His first experiments were admittedly rudimentary.
“I basically took herbs and dumped them in vodka. It was hideous,” he says.
However, some sleuthing in chemistry archives yielded a more proven method.
“I was able to procure a 150-year-old distiller’s manual that has the instructions of how to make it properly. I copied it word for word and use a copper alembic still,” he says. “Once I had the secret, the first batch turned out to be quite drinkable and it only got better from there.”
While there’s a number of absinthe labels on the market right now, Marc says that most of them are impostors of the original fashionable Parisian drink.
“Most absinthe on the market today is basically vodka with artificial flavors and colors added to it,” he says. “Real absinthe is made in a copper alembic still. You begin by adding a specific amount of water and alcohol. Then you add the yeast, fennel and wormwood, and distill it for one to three days. It should then be aged three to six months before bottling. Freshly distilled absinthe is good, but it doesn’t have a refined taste to it.”
Founding Pacific Distillery in Woodinville in 2007, it’s one of the first licensed distilleries in Washington since prohibition. Marc grows most of the herbs used in the distilling process on farms in King and Snohomish counties.
On Thursday, July 14, Marc is teaming up with the culinary team at Polaris Grill for a special Bastille Day celebration featuring French food, French wine and, of course, absinthe. For more information, call 425.688.3384 or email email@example.com.
Inside the ‘cheese truck’
There is a non-descript box truck that occasionally pulls up to the Bellevue Club’s receiving area. No different from the hundreds of other vehicles that keep a large athletic club and boutique hotel in material goods, except that this one has a secret.

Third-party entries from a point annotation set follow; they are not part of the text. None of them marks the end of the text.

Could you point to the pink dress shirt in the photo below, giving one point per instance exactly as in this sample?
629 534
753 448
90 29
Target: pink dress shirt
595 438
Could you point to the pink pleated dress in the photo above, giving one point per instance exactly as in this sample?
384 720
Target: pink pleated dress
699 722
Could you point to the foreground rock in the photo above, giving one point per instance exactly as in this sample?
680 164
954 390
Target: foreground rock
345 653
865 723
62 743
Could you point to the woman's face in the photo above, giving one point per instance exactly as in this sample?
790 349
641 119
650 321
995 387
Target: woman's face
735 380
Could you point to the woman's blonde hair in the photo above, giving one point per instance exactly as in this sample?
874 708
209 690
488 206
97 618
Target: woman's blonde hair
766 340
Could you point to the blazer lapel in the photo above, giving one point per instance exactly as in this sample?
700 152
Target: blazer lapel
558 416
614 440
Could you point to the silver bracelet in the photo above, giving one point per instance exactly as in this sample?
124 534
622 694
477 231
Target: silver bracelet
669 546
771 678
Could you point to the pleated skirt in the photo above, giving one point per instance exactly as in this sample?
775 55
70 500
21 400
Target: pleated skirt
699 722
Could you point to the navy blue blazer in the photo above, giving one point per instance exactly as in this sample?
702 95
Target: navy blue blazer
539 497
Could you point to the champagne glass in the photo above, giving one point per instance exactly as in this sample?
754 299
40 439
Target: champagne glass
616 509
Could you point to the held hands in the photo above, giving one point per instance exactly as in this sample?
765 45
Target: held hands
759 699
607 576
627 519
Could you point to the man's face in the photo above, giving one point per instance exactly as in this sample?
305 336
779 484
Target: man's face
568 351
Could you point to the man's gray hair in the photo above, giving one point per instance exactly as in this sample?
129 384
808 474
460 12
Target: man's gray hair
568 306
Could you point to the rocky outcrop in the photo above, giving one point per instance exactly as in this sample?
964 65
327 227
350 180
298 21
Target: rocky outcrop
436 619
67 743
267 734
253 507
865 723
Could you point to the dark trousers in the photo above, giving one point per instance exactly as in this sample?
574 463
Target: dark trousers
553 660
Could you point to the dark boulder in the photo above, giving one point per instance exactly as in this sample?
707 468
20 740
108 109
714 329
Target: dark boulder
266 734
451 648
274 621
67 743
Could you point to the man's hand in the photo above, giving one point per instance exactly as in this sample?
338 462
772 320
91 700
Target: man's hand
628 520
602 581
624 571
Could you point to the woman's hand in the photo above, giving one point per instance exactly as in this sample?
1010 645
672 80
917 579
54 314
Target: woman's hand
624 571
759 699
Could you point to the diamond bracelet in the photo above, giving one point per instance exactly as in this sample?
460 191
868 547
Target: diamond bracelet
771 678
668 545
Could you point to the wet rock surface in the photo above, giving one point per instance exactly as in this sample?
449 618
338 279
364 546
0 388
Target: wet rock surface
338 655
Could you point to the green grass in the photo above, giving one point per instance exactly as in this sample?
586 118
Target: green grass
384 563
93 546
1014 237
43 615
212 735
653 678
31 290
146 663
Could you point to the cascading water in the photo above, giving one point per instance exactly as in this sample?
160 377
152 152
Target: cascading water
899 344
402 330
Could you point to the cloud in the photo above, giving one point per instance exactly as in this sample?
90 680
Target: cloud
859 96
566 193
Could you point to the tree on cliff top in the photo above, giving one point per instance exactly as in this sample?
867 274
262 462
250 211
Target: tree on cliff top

A glorious, stinky secret.
The truck is filled with cheese—but don’t think stacks of processed cheddar. No, this special vehicle is closer kin to an Anthony Bourdain episode than a mere delivery truck. Cave-aged wheels of Gruyère, buttery Manchego and slightly sweet Comté line every square inch.
Every two weeks, the Bellevue Club and Hotel Bellevue culinary team gets to step aboard this slice of artisan cheese heaven.
“The Peterson cheese truck like bringing Disneyland to my front door,” says Chef Paul Marks.
The beautiful smell is overpowering, but it’s hard not to hyperventilate as your eyes greedily survey the walls filled with exotic labels and old-world textures.
The driver of the truck is no ordinary driver, either. He’s a top cheese expert recruited right out of the kitchens of the fine dining scene. You can ask him anything. A suave Peterson purchaser with a French accent sometimes rides shotgun. You can ask him anything, too.
Together, they visit the top restaurants in the region so chefs can pick out the perfect cheeses and cured meats for their rotating menus when mass-produced just won’t do.
“They bring stuff that I can’t even see at Whole Foods,” says Chef Marks.
The process is simple. Everyone crowds in the windowless cargo area of the truck to taste and talk cheese.
“Would you like to try the Chimay à la Biere? It’s a semi-soft cheese bathed in beer made by Belgian Trappist monks.”
Of course they would.
“Would you like to try the Salami Finocchiona with fennel?”
Of course they would.
“Would you like to try the truffle-infused Boschetto al Tartufo?”
Of course they would.
After tasting at least a dozen artisan cheeses, Chef Marks chooses several to grace the cheese plate of Polaris Grill—it’s so good that it’s on the dessert menu—and for Hotel Bellevue amenity gifts.
As far as personal tastes, Chef Marks tends toward the pasture.
“I prefer sheep’s milk cheese. I like the creaminess of them, but there isn’t a cheese I’ve met that I haven’t liked,” he says. Locally, he goes with a classic.
“Beecher’s Flagship is my favorite,” he says.